Dengan menguatkan sikap oposisinya terhadap penentuan nasib sendiri Palestina, Netanyahu berusaha mendapatkan kembali kepercayaan dari para nasionalis Yahudi sayap kanan yang mendukung pemerintahannya.

Yonatan Zeigen, putra dari juru kampanye perdamaian yang terbunuh Vivian Silver, mengatakan ibunya akan patah hati jika melihat perang yang terjadi. Ia percaya bahwa perang hanya menyebabkan lebih banyak perang.

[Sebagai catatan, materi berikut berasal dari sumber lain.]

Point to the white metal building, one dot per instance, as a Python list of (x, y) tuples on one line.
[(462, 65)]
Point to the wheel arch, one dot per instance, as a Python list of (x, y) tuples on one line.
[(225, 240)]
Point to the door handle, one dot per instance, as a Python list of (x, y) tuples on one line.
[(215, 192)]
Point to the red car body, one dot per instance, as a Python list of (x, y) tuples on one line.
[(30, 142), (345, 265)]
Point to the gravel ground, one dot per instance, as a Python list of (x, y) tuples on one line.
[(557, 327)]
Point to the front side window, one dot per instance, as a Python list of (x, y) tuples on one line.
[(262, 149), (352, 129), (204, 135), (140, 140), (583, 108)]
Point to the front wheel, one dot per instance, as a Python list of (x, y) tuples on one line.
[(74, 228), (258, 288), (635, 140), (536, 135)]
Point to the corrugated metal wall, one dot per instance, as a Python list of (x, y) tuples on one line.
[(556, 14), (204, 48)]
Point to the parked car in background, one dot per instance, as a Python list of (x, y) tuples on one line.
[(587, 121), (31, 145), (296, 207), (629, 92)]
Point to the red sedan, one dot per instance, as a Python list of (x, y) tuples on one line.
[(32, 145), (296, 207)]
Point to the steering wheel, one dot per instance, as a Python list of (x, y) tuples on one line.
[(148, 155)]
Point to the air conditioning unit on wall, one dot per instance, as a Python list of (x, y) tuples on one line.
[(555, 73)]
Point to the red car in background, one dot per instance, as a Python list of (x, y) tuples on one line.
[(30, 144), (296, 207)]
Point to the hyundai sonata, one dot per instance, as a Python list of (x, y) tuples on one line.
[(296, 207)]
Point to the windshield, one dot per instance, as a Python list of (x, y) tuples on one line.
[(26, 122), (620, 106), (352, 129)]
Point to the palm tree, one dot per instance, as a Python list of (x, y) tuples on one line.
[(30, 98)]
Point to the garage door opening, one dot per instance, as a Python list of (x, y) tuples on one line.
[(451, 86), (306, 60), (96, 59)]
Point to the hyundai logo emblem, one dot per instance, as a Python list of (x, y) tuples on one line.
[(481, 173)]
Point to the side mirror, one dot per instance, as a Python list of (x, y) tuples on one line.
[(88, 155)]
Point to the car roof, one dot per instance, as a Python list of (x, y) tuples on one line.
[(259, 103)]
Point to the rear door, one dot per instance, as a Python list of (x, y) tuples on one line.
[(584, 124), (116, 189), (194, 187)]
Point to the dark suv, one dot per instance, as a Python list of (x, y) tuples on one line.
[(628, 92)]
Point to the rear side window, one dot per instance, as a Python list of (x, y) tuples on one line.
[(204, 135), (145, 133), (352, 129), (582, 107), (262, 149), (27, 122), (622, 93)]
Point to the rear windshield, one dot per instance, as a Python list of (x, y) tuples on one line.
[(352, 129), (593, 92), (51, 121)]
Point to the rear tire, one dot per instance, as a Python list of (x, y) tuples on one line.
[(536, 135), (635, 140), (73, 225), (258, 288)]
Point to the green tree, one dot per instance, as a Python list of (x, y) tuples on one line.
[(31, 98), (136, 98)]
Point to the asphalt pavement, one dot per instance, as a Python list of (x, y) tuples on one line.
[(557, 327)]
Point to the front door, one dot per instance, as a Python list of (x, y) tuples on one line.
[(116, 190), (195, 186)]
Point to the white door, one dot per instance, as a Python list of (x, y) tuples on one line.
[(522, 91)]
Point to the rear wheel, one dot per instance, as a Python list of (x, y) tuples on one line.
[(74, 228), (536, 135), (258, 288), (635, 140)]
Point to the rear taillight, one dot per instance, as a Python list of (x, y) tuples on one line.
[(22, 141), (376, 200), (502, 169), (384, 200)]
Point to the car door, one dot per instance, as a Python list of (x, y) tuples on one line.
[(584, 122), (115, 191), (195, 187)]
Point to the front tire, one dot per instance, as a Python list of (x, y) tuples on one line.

"Saya pikir dia akan mengatakan tidak dengan nama saya' ... Perang, jika kita tidak terlalu naif, seharusnya menjadi sarana, bukan? Tapi rasanya perang ini memiliki tujuannya sendiri, balas dendam."

Yonatan melihat potensi kesempatan baru, untuk memasukan perdamaian kembali ke dalam agenda politik Israel.

Pegiat kampanye perdamaian cukup menonjol di Israel, hingga mereka didiskreditkan akibat pemberontakan bersenjata Palestina pecah setelah proses Oslo runtuh pada 2000.

Setelah kejadian itu, perdamaian dengan Palestina lenyap dari arus utama politik Israel. Yonatan berharap perdamaian dapat kembali diprioritaskan.

"Tentu saja. Anda bahkan tidak bisa mengucapkan kata itu [perdamaian]. Dan sekarang orang-orang membicarakannya."

Issa Amro, aktivis Palestina di Hebron, mengatakan kepada saya bahwa hidup menjadi jauh lebih sulit bagi warga Palestina sejak 7 Oktober.

"Itu menjadi jauh lebih buruk. Sepuluh kali lebih buruk. Lebih banyak pembatasan [gerak]. Lebih banyak kekerasan. Lebih banyak intimidasi. Orang tidak merasa aman sama sekali.

“Orang tidak punya makanan cukup untuk dikonsumsi. Orang tidak bisa memiliki kehidupan sosial. Tidak ada sekolah, tidak ada taman kanak-kanak, tidak ada pekerjaan. Ini adalah hukuman kolektif di dalam area yang sangat dibatasi."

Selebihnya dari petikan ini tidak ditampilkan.